Financially, there's no upside. Only potential downside. You're risking getting fired and getting sued, as well as your future employability, and, grim as it is to say, you are gaining nothing quantifiable - nothing that will put bread on the table - by telling the intern how things are.
No attorney would tell you it was in your best interest to do this. Probably, you'd get away with it, and nothing would happen, other than you would get a warm glow from having gained the gratitude of the former intern. However, if this whole thing went wrong, it would probably go wrong very badly for you.
To repeat: only downside.
By telling the intern how things are you aren't just being honest: you're asking her for her confidence, and that is by no means a given. A particularly mercenary and ambitious personality might even smell an opportunity in your indiscretion.
I can completely understand how someone might nevertheless want to go ahead and warn the intern despite this advice; however, doing so is not the sensible and considered thing to do. It's your life you're talking about, more than hers, and prudence and discretion should be your watchwords.

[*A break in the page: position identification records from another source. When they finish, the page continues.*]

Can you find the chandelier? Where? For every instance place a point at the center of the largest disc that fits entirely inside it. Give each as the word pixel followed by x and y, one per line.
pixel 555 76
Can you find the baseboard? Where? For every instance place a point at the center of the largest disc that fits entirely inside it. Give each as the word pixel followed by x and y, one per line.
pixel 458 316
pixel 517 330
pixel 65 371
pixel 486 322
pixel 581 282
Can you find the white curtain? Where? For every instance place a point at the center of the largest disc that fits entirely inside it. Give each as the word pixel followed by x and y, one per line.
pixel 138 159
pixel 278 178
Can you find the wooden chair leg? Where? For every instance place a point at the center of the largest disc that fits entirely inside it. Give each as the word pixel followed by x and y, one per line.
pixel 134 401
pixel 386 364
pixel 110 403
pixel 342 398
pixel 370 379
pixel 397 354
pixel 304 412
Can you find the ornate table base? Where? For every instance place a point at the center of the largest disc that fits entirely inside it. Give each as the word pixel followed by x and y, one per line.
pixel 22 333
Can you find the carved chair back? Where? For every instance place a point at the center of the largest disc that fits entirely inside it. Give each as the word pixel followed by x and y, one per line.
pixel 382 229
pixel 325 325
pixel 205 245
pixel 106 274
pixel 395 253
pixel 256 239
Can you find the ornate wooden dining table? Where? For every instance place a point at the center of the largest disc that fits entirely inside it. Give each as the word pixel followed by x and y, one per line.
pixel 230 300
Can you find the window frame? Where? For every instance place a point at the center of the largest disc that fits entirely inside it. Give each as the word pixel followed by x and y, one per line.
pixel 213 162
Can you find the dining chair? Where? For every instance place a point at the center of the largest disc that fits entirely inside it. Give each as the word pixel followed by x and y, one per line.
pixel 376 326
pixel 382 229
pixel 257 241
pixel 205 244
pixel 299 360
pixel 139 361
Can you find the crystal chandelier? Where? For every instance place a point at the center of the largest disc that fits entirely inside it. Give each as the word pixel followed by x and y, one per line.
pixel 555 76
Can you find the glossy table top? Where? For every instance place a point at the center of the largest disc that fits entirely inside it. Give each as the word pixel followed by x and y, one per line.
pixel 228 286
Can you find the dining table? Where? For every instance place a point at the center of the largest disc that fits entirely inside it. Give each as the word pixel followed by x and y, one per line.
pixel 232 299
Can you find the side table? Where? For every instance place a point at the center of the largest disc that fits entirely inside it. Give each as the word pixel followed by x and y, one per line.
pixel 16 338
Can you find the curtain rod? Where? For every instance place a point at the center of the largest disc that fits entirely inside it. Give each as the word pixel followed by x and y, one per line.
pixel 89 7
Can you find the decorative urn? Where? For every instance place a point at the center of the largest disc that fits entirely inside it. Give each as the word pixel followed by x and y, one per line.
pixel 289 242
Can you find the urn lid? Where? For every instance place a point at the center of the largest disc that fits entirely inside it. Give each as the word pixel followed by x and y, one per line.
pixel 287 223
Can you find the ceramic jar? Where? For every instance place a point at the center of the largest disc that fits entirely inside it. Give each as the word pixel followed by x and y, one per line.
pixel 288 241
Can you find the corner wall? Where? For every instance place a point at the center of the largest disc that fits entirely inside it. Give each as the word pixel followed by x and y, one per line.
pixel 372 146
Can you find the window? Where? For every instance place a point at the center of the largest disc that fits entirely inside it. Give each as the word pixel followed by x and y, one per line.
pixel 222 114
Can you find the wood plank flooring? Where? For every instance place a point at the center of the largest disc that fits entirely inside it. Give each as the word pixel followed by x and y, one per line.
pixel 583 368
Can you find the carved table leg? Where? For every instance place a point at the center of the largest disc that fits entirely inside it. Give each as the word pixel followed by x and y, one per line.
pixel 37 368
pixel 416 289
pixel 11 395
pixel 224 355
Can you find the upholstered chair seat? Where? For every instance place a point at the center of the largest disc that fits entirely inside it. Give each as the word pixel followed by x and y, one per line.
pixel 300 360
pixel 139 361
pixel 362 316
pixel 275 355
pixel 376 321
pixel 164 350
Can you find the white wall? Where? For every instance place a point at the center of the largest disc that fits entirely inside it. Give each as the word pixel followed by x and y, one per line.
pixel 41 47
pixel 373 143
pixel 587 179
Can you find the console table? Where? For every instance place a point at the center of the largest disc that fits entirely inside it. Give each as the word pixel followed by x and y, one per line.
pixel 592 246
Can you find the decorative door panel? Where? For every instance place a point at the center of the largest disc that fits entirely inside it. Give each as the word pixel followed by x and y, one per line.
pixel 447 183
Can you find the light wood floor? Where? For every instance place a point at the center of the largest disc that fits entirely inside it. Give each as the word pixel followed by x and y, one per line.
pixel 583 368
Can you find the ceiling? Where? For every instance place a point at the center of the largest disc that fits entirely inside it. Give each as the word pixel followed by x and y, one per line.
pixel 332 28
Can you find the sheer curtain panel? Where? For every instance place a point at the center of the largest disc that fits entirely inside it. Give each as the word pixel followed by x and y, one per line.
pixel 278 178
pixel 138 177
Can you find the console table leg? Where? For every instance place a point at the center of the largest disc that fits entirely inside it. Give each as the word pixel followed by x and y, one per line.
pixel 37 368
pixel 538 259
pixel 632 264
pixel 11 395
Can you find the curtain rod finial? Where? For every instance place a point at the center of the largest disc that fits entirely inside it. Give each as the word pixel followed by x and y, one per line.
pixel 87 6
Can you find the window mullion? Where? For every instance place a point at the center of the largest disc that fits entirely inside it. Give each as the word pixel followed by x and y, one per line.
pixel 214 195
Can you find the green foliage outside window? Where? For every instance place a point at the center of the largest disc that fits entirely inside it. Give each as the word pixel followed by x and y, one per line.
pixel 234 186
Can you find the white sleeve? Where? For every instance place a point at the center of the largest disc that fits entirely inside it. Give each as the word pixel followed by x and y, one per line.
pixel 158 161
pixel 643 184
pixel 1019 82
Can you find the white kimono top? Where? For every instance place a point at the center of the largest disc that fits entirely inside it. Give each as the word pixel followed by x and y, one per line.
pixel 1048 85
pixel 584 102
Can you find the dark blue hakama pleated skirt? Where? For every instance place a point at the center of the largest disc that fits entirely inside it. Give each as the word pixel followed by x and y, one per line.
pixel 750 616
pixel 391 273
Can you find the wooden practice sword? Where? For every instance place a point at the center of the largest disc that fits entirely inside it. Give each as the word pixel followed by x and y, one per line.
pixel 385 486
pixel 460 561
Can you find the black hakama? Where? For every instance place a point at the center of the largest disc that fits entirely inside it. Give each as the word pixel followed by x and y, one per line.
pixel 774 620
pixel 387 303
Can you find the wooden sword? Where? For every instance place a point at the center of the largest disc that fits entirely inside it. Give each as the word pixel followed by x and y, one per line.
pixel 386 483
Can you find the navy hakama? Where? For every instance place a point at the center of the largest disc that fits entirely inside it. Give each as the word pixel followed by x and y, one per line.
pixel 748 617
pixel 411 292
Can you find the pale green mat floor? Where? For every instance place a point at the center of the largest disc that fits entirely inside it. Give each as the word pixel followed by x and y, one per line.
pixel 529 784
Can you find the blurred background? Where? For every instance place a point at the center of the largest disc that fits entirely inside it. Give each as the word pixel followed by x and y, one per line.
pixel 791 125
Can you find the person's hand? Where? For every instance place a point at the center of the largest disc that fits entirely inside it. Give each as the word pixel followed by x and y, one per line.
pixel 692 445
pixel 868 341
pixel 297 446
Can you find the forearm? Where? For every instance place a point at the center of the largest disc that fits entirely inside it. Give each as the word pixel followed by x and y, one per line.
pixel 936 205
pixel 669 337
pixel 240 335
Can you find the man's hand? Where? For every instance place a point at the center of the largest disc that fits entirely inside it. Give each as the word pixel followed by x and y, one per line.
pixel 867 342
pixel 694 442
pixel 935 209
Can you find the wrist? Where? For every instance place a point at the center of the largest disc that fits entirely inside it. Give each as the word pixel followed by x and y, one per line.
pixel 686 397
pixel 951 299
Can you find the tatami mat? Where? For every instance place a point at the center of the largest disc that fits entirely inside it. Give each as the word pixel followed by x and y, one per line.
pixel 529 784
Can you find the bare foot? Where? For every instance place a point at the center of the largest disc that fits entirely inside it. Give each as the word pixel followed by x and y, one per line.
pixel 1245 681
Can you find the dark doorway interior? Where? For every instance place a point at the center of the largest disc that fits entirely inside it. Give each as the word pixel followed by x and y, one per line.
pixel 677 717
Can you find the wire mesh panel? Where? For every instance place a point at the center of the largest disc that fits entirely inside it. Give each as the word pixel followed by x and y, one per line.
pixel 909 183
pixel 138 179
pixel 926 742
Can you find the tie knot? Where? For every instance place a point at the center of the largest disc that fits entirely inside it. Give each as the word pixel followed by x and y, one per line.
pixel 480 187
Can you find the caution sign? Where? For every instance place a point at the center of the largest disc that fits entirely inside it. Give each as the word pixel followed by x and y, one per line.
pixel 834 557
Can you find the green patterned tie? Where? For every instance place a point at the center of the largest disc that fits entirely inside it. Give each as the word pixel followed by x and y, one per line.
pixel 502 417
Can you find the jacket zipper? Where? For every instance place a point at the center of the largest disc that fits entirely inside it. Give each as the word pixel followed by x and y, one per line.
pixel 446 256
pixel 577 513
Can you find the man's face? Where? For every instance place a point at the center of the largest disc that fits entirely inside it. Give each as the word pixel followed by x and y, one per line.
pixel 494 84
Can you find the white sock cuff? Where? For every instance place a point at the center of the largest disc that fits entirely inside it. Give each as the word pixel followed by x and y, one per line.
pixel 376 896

If this does go wrong for you, it will come from either lack of caution on your part or from the indiscretion - deliberate or otherwise - of the former intern herself regarding your actions here (perhaps more likely if she takes the job, but the legal consequences are such that you are vulnerable either way). So, if you do choose to tell her, consider putting as much distance as you can between yourself and the advice, to minimise evidence and to ensure that there is nothing that can be traced back to you or that otherwise identifies you. An anonymous note, for instance, would probably be taken much less seriously by the former intern than advice not to accept coming directly from you, but it would be rather less likely to come back and bite you as well.